CV Partner blog

Major Upgrades, Subtle Problems

News
Technical
Sales and marketing
Productivity
Design

The core of the CV Partner web application was written in Ruby on Rails 8 years ago and is still going strong on Rails today. We started at Rails 3.2.2 and we have since upgraded it through 2 major versions, with plans to guide it through its third major version upgrade in the near future.

Major version upgrades can be difficult. Software developers usually only bump the major version when there are large, backwards-incompatible changes. When you upgrade to a new major version, you should expect to have to make significant changes for things to work. When the thing you’re upgrading is the foundational layer that your product is built on, you’re in for a ride.

This post is the story of a recent problem that was tracked down to the latest major version upgrade we did, from Rails 4 to Rails 5, to give some insight into the kinds of problems that can come up during a major version upgrade.

Background

CV Partner is a web application to help any company that has to spend time keeping CVs, references, or case studies stay on top of things. We have features to help sort through this data, tailor it to specific purposes, share it, internationalise it, and export it into popular formats. One of our features is the ability to create a “proposal,” which is a collection of CVs and references that you can tailor for a specific purpose.
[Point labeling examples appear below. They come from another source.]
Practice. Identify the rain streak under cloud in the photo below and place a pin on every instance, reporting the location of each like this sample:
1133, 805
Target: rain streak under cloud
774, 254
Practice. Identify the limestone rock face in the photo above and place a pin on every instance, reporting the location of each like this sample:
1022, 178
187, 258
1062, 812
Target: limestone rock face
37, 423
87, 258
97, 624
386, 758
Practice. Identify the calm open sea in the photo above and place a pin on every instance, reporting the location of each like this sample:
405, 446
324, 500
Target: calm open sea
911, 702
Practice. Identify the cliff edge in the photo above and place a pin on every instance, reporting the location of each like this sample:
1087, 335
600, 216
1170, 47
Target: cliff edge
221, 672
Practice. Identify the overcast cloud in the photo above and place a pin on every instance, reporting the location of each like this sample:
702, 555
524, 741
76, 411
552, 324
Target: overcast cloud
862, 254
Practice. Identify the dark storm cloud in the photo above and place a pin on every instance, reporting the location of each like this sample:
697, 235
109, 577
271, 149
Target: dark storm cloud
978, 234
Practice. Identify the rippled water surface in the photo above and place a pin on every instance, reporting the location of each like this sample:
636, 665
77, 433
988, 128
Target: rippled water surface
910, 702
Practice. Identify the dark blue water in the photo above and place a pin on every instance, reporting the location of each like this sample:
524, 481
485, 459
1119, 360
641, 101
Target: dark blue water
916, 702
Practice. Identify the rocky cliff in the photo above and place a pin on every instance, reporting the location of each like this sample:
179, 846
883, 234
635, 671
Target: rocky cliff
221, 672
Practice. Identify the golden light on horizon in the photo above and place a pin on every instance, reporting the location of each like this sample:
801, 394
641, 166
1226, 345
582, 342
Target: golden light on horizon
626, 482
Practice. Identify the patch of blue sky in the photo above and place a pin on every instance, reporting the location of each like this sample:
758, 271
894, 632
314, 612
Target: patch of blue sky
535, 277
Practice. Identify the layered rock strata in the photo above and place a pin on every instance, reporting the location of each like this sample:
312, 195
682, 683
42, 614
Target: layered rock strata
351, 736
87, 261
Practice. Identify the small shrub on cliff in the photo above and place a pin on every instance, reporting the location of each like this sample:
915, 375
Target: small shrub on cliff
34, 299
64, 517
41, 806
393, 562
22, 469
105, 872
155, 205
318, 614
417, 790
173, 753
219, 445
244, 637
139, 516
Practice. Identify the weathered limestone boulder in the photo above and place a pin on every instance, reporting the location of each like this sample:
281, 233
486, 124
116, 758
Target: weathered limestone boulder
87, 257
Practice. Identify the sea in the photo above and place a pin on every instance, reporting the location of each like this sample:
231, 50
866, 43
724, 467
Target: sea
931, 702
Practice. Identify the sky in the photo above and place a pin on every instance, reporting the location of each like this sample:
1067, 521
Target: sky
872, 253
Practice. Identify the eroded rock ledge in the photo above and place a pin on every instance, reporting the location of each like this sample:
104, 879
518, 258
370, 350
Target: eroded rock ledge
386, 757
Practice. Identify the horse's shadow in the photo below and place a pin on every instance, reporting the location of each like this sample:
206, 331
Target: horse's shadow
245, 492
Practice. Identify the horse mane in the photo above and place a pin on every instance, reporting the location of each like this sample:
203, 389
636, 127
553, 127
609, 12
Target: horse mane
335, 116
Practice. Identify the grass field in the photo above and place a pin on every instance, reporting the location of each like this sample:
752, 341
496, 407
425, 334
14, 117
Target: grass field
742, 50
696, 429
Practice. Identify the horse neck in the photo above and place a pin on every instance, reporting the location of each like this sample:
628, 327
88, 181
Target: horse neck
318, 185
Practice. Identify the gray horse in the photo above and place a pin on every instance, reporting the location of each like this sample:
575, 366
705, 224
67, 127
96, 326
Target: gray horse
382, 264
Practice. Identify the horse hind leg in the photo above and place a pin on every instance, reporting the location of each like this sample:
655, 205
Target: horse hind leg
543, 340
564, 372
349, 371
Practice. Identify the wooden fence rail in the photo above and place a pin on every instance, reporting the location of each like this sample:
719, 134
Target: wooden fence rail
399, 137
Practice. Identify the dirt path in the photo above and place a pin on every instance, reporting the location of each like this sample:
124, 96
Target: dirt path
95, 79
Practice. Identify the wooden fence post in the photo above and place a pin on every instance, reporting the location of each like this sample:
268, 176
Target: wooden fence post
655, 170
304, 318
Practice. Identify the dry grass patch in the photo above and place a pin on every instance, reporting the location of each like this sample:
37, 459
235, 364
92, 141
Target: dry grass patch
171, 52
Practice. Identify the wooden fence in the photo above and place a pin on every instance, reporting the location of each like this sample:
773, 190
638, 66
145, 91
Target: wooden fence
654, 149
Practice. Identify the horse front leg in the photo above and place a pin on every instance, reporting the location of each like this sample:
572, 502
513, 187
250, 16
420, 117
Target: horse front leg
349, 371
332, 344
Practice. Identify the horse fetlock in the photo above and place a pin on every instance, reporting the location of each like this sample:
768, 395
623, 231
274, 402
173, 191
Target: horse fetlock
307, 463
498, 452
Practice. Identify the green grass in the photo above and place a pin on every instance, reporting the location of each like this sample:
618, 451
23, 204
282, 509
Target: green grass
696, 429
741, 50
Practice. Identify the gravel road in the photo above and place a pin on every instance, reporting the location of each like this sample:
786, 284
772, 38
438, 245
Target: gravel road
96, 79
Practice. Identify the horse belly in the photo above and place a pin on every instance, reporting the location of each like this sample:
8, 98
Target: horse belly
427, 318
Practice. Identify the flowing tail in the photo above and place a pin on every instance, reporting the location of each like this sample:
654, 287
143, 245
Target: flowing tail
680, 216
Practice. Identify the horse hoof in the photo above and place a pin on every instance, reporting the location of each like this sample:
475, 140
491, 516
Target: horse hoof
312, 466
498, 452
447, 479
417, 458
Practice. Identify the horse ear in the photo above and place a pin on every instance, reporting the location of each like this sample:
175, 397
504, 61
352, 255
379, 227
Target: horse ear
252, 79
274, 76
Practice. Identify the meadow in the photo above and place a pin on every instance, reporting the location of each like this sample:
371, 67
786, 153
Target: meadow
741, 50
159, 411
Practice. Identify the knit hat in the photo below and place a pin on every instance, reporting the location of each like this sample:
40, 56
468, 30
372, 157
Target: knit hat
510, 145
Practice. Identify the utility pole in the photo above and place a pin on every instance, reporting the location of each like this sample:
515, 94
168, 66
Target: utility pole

Creating a proposal in CV Partner
Creating a proposal in CV Partner

After you’ve created and tailored your proposal, you can export the proposal into popular formats like Word, PDF and PowerPoint.

Exporting a proposal in CV Partner
Exporting a proposal in CV Partner

This is where we found our problem.

When selecting either Word or PowerPoint as an export format, the file would be downloaded with the .zip file extension. Double clicking this in Mac or Windows would cause an error. Renaming the file to have a .pptx or .docx extension would make the file open just fine.

The Tech Behind Proposal Exporting

Given that the files work fine when renamed, we knew that there was no problem with their content. It was just the extension that was wrong. While that means it wasn’t a catastrophic problem for our users, it was very annoying and fixing it was a high priority.

How does a proposal export work?

  1. A user clicks on the button to download a proposal, as shown above.
  2. Our web backend, which we call “CVP web”, handles this request by creating an export job record and saving it into Amazon DocumentDB.
  3. The web backend then adds this job record ID to a Redis queue.
  4. A separate backend, which we call “CVP worker”, polls this Redis queue and finds the new export job and starts processing it.
  5. As the worker processes the job, it updates the record in DocumentDB with its progress.
  6. While the job is processing, the user’s browser polls the web backend for the status of the job, which the web backend reads out of DocumentDB. This is what drives the progress bar in the gif in the previous section.
  7. When the job is finished, the CVP worker uploads the final result into S3, stores the S3 URL on the job record, and marks the job record as done.
  8. The user’s browser polls and finds that the job is done. It uses the newly provided URL to download the file.

Visually it looks a bit like this:


Before our last major update migration we knew that this worked. The tests around this had not broken, so something fishy was going on.

Narrowing Down the Problem

Things I knew for sure before getting my hands dirty in this:

  1. The content of the file is as it should be, so there’s no problem creating the file.
  2. The tests we have to ensure that file creation works as expected were passing, reinforcing point 1.
  3. Our testing suite actually doesn’t cover uploading to S3, we use a local-only uploader in our tests, so that was a blind spot that needed extra attention.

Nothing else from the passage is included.